There are many ideas to unpick here. No introduction could do more than scratch the surface---but I think it's important to bring the ideas to discerning audiences across physics, computer science, social sciences, and beyond. To that end, I've written a book that pits these different viewpoints against one another. What if spacetime were a network? What happens if we try to scale measuring apparatus up and down? Do we recover Quantum Mechanics or Cognition? How does understanding dimension, propagation, and scale affect semantics of perception in human and artificial intelligence? Physics tends to eschew semantics, but only by embracing functional distinctions can we hope to truly find a Grand Unified Theory of the world.
To avoid immediate controversy, I've focused on the practical issues of how we apply spacetime concepts, deliberately avoiding subjects like Loop Quantum Gravity or String Theory that take on some of these issues. No one knows that true nature of the physical universe---nevertheless, but there is a lot we can say from general principles, and it seems encouraging that a network viewpoint is capable of removing some of the annoyingly coveted mystery of phenomena in small scale physics, as well as reveal how the equivalent phenomena are now appearing in technology.

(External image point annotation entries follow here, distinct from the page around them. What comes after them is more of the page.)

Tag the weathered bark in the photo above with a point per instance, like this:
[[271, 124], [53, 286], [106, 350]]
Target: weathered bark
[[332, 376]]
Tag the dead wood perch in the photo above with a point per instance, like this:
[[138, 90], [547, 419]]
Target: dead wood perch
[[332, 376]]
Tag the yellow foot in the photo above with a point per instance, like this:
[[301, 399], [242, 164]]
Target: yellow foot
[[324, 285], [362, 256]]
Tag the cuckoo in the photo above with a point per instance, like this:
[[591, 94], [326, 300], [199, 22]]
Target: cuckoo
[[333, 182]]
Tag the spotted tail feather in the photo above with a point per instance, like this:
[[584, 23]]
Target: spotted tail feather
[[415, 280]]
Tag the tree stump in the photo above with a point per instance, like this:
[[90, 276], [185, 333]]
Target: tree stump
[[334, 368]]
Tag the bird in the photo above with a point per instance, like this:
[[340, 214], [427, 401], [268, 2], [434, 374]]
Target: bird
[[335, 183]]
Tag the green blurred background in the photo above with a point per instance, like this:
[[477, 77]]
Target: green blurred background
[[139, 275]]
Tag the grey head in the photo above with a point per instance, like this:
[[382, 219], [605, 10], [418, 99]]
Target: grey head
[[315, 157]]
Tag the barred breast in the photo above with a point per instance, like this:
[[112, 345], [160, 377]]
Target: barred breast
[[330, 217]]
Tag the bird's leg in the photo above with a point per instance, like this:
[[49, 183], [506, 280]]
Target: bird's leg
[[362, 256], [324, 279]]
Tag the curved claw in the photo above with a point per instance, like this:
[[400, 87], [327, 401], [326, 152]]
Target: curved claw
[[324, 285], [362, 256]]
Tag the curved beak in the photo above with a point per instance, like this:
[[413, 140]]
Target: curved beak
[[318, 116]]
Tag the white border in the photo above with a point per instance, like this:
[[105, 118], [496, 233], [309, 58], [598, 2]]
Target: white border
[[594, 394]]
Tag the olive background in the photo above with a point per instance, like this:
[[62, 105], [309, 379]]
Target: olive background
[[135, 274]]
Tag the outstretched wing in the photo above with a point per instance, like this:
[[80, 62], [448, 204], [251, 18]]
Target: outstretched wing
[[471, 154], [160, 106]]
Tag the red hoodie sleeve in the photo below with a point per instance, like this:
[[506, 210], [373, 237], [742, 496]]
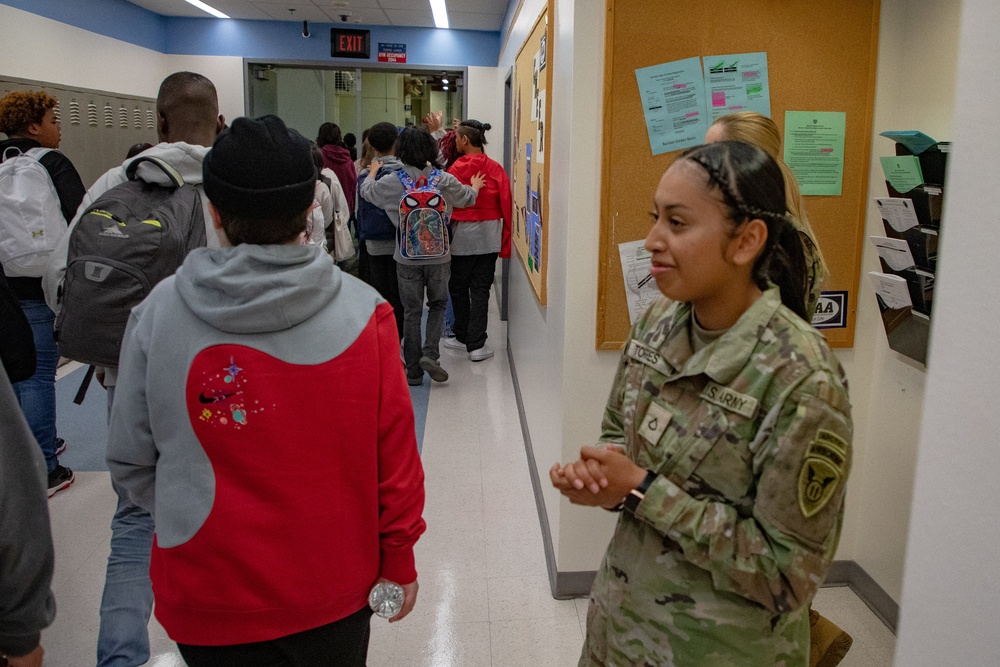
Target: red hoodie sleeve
[[401, 476], [505, 207]]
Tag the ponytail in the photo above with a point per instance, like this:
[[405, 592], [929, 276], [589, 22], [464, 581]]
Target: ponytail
[[815, 264]]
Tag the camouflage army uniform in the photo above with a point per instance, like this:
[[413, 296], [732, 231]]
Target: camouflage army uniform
[[751, 439]]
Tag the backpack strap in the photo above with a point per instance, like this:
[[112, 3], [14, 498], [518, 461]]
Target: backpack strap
[[174, 175], [405, 179], [7, 150]]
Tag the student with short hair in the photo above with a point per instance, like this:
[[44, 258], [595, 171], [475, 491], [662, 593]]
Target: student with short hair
[[416, 150], [481, 234], [187, 122], [28, 119], [272, 525]]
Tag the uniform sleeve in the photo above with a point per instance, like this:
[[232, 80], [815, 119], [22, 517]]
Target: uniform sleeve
[[779, 554], [401, 476], [131, 451], [613, 423]]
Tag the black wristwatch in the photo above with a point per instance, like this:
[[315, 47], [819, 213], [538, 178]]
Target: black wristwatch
[[635, 496]]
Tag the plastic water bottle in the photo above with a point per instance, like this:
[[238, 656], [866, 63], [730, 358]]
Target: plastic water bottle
[[386, 598]]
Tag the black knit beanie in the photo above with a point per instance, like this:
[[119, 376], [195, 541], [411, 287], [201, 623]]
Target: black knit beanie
[[260, 169]]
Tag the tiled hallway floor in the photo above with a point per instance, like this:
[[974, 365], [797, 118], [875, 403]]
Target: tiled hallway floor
[[484, 595]]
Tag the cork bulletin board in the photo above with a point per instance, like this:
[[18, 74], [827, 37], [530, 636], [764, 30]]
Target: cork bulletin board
[[820, 58], [532, 80]]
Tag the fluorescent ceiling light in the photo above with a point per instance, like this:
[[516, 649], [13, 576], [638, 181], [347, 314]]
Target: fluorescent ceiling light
[[205, 8], [440, 13]]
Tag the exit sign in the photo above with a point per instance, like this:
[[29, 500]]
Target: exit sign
[[350, 43]]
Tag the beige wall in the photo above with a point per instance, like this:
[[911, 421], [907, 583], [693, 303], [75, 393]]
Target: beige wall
[[76, 57], [564, 381], [918, 51], [951, 591]]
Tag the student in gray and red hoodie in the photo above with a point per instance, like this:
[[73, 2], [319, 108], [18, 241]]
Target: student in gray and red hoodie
[[263, 417]]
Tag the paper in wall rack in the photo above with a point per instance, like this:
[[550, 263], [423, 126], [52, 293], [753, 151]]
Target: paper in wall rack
[[911, 217]]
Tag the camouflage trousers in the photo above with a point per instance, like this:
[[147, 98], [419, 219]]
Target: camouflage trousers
[[665, 627]]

Physicists may love or loathe the cross disciplinary aspect of my book at first. It encroaches rudely on physics territory, to be sure---and gives equal credence to processes on all scales. I don't hold to the doctrine that the quantum world is special or unique, just smaller. Having worked with computer systems for a quarter century, I've seen equally strange things happen with simpler explanations. Exciting possibilities lie in finding phenomena that can be exposed in computer systems, and then searched for in the subatomic world too.